While solar cells made from light-harvesting perovskite (an organic-inorganic hybrid) materials have recently eclipsed the 20 percent efficiency mark, researchers believe they could do better if they had a clearer picture of energy flow at the nanometer scale. The ORNL discovery, described in a paper published in ACS Photonics ("Separation of Distinct Photoexcitation Species in Femtosecond Transient Absorption Microscopy"), synchronizes microscopy, ultra-short pulses of laser light and data analytics to extract images with single-pixel precision, providing unprecedented detail.
(Top) A phasor plot of the transient absorption data shows the presence of free charges and excitons; a false colored image shows their contributions at different spatial positions. (Image: ORNL)
"If we can see exactly and in real time what is happening, we can map out the electronic processes in space instead of relying on snapshots gleaned from spatial averages," said Benjamin Doughty, one of the authors and a member of ORNL's Chemical Sciences Division.
Armed with information about what electrons are doing inside the material, researchers believe they can make improvements that lead to solar cells that are more efficient and potentially less expensive.
"With conventional approaches of studying photovoltaic materials, we are unable to accurately map out electronic processes and how electrons are getting lost," Doughty said. "Those processes can translate into losses in efficiency."
The experiment consists of optically pumping the thin film sample with a 50 femtosecond -- or 50 millionths of a billionth of a second -- laser pulse and then measuring changes in light absorption with a second laser pulse in the material. The technique, called femtosecond transient absorption microscopy, consists of a tabletop of lasers, optics and a microscope. The net result is a pixel-by-pixel map of the material being studied and information researchers can use to improve performance.

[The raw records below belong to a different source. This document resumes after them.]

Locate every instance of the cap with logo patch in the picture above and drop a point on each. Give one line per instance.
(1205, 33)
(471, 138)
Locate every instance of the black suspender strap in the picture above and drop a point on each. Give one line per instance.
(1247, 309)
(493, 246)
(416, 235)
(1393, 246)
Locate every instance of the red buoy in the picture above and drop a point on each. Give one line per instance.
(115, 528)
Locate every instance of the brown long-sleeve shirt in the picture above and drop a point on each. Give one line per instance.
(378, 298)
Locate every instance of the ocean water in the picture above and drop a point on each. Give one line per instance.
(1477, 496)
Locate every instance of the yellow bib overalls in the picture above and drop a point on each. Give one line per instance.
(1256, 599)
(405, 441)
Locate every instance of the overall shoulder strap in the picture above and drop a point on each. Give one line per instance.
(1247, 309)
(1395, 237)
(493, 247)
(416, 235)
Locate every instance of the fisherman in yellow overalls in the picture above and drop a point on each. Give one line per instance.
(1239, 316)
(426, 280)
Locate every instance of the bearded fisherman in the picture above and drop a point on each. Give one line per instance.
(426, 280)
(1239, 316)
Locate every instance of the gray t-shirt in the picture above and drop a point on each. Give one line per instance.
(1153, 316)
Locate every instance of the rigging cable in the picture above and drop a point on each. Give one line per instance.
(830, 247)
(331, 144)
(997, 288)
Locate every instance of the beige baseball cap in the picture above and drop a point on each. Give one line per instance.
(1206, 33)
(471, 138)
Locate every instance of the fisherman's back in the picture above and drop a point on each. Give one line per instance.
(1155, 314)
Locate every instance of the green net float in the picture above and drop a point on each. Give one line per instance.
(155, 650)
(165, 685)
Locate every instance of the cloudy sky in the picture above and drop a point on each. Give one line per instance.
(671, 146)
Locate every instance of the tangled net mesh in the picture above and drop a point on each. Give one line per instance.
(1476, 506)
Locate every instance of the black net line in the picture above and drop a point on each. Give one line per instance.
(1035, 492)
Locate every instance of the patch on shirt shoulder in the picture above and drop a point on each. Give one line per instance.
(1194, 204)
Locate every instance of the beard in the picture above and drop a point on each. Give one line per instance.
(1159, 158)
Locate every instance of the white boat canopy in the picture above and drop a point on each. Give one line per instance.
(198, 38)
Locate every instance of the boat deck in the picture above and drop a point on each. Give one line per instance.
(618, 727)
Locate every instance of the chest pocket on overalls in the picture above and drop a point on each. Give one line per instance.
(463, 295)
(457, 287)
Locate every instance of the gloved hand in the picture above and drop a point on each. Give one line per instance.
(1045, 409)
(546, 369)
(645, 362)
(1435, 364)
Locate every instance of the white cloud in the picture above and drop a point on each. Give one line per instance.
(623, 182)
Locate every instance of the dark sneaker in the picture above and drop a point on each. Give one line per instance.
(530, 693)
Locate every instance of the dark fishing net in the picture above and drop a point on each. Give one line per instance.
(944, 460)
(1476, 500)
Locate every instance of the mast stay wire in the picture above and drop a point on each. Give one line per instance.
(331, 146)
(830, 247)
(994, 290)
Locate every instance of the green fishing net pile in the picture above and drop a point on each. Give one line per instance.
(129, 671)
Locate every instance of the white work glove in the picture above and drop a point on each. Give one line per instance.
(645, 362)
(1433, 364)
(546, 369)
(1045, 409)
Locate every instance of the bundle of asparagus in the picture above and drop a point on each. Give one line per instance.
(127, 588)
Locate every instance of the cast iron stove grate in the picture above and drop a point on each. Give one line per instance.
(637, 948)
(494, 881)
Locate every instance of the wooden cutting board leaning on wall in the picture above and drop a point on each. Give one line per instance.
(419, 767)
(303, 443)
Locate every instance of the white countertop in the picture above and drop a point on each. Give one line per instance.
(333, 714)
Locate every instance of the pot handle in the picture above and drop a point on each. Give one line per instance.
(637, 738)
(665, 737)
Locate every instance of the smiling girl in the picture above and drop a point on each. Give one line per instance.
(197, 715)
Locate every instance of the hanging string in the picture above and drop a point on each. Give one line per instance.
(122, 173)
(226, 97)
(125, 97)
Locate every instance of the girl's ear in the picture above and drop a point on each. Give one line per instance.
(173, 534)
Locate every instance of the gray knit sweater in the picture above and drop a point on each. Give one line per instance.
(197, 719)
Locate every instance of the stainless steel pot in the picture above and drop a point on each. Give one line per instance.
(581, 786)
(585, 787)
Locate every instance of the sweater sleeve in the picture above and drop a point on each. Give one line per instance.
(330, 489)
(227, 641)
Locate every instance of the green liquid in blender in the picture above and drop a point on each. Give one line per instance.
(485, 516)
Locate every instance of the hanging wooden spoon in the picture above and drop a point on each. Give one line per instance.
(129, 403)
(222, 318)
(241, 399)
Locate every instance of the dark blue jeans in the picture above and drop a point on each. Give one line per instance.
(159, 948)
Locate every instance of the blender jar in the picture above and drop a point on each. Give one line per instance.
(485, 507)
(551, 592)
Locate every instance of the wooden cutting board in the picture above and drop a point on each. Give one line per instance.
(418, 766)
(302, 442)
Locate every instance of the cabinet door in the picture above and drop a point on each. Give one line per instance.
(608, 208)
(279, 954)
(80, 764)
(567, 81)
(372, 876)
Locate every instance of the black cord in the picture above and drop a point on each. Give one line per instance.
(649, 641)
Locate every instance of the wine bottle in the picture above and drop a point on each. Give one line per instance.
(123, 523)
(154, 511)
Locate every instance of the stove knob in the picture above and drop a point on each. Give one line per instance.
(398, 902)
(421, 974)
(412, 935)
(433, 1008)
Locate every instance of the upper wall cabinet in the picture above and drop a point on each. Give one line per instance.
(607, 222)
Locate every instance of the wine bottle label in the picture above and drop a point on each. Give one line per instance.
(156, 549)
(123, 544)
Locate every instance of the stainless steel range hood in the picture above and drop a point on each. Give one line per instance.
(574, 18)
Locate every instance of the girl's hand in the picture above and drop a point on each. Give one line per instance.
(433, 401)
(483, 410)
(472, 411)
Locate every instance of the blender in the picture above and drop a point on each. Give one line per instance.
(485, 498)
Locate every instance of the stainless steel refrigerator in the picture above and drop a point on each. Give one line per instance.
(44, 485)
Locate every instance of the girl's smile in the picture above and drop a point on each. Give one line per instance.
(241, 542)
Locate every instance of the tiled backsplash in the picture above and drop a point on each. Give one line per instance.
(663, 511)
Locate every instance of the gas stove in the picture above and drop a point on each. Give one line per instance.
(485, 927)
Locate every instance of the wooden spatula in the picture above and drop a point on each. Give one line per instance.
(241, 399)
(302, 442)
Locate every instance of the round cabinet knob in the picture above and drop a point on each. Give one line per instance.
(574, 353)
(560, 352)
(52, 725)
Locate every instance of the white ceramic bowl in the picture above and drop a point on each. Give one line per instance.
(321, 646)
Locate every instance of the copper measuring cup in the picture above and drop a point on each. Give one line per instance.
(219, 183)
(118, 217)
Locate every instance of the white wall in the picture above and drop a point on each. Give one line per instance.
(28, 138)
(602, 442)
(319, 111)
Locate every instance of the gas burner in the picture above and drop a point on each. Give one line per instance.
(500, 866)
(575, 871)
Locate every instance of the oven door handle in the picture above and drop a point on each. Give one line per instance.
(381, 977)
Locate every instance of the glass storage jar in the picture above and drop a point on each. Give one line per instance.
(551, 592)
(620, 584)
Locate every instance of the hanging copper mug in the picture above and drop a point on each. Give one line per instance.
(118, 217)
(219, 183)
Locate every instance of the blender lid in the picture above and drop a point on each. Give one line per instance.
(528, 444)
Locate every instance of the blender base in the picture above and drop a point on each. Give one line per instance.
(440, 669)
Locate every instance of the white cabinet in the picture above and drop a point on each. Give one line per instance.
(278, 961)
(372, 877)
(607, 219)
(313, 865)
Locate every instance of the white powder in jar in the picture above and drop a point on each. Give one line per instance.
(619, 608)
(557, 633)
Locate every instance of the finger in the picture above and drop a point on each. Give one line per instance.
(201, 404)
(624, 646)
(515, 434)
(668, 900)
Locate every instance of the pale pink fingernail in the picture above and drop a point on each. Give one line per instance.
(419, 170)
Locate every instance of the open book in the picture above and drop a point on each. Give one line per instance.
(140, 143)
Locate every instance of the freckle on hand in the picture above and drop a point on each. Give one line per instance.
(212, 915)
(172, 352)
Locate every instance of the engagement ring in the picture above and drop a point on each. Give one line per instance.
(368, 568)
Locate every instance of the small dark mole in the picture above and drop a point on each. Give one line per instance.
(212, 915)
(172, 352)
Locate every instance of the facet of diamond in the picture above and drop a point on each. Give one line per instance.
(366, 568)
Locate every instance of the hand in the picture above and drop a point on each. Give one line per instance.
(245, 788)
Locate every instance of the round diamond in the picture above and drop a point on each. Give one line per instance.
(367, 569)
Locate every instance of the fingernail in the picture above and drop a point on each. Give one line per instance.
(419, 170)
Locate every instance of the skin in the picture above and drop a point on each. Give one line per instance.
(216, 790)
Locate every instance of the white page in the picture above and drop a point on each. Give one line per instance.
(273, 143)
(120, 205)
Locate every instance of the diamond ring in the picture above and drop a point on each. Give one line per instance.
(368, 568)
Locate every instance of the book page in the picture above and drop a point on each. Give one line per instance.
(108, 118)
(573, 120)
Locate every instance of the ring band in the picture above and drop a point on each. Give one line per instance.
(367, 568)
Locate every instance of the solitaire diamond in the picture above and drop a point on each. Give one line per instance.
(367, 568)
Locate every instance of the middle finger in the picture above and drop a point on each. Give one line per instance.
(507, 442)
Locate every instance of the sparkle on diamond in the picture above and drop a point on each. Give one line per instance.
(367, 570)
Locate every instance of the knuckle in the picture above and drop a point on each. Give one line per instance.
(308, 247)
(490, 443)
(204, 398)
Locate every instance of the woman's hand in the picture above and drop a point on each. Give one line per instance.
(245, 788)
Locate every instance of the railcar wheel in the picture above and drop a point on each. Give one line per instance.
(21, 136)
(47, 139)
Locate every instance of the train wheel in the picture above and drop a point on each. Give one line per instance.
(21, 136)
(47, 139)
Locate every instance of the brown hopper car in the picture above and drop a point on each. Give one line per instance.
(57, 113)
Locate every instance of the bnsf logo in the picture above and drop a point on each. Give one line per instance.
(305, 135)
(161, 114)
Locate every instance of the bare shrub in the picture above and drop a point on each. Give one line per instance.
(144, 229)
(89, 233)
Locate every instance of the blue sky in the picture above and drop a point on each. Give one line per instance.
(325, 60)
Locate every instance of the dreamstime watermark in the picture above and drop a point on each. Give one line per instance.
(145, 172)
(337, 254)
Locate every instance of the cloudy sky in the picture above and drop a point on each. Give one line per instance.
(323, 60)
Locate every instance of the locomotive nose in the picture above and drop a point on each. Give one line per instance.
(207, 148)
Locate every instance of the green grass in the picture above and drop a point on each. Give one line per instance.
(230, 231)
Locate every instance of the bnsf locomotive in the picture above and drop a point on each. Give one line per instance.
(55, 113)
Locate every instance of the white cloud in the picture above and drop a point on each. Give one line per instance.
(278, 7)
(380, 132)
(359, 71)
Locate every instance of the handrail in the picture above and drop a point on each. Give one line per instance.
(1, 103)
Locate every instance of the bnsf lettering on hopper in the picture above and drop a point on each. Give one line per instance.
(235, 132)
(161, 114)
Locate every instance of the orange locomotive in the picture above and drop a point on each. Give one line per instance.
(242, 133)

"The ability to identify what will be created after the solar cell absorbs a photon, either a pair of free charges or their bound form called an exciton, is crucial from both fundamental and applied perspectives," said co-author Yingzhong Ma, who led the research team. "We found that both free charges and excitons are present, and the strength of our approach lies in not only identifying where they are but also determining what their relative contributions are when they are both present at a given spatial location."
A key remaining challenge is to understand what causes the observed spatial difference, said Ma, so he and colleagues are exploring an all-optical imaging approach that would allow them to correlate electronic dynamics with underlying structural information. This approach may also help researchers map and understand perovskite degradation issues associated with moisture. Ma noted that this must be resolved before solar cells based on this class of materials can be successful.